Novelist William Styron, author of Sophie’s Choice and other critically acclaimed novels, is born on this day in Newport News, Virginia.
Growing up in the segregated south troubled Styron, whose father’s family had once owned slaves. An only child, Styron became a voracious reader and skipped ahead in school. He went to Davidson College in North Carolina but nearly flunked out before he joined the Marines. He was sent to the Pacific for the invasion of Japan. When he returned, he finished his education at Duke University in North Carolina, where he studied writing.
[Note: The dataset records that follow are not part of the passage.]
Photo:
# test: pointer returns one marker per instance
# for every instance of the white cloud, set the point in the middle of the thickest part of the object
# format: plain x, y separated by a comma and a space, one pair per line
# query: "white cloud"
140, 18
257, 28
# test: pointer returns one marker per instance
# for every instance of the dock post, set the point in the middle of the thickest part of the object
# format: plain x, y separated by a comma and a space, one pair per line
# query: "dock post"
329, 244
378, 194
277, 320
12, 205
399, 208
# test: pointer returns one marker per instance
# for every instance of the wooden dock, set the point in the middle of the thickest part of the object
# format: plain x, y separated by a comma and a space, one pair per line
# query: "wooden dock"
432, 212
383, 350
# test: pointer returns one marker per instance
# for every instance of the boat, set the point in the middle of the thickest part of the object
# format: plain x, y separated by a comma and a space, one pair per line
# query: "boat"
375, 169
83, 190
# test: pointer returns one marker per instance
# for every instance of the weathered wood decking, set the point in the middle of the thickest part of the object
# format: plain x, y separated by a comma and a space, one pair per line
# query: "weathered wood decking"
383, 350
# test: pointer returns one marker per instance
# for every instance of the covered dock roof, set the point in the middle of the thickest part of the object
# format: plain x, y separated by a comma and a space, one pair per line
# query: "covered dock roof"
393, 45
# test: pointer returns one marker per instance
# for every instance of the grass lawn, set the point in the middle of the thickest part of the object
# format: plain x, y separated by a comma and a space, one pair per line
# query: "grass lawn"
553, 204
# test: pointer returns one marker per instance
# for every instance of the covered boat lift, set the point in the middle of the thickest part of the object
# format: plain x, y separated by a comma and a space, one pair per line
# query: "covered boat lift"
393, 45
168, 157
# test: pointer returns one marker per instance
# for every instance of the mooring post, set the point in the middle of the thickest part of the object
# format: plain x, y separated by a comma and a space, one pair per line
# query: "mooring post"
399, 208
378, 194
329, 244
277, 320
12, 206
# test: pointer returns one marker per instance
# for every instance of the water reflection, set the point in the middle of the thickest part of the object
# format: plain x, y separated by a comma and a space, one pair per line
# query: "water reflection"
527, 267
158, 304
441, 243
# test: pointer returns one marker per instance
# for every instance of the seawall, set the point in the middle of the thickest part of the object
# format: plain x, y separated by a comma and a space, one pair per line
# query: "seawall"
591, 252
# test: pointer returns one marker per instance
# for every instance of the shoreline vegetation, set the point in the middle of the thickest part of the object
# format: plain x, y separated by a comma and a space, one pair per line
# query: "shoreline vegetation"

He moved to New York, hoping to become a writer. He finished his first novel, Lie Down in Darkness, about a woman struggling against insanity and suicidal urges, but was called back to the Marines to serve in the Korean War before the book’s publication in 1951. His next book, The Long March (1956), about a brutal march forced on Marine recruits in training, became a critical and financial success. He won a major award, the Prix de Rome, that allowed him to travel abroad and write. In Rome, he met his future wife, Rose Burgunder, and in Paris he helped found the Paris Review. He made friends with Truman Capote, Norman Mailer, James Baldwin, and other writers. His novel Set This House on Fire (1960) was attacked by U.S. critics but praised abroad. In 1967, he explored his interest in race issues with The Confessions of Nat Turner (1967), written in the voice of Nat Turner, leader of a failed slave uprising. Some black writers attacked Styron, claiming a white writer could not accurately portray the psychology of a black slave. The book won the Pulitzer Prize in 1968. His bestselling novel Sophie’s Choice, dealing with the devastating aftermath of the Holocaust, was made into an award-winning movie in 1982.
Styron struggled with severe clinical depression and suicidal urges, which he described in his memoir Darkness Visible: A Memoir of Madness (1990). He died on November 21, 2006, at age 81.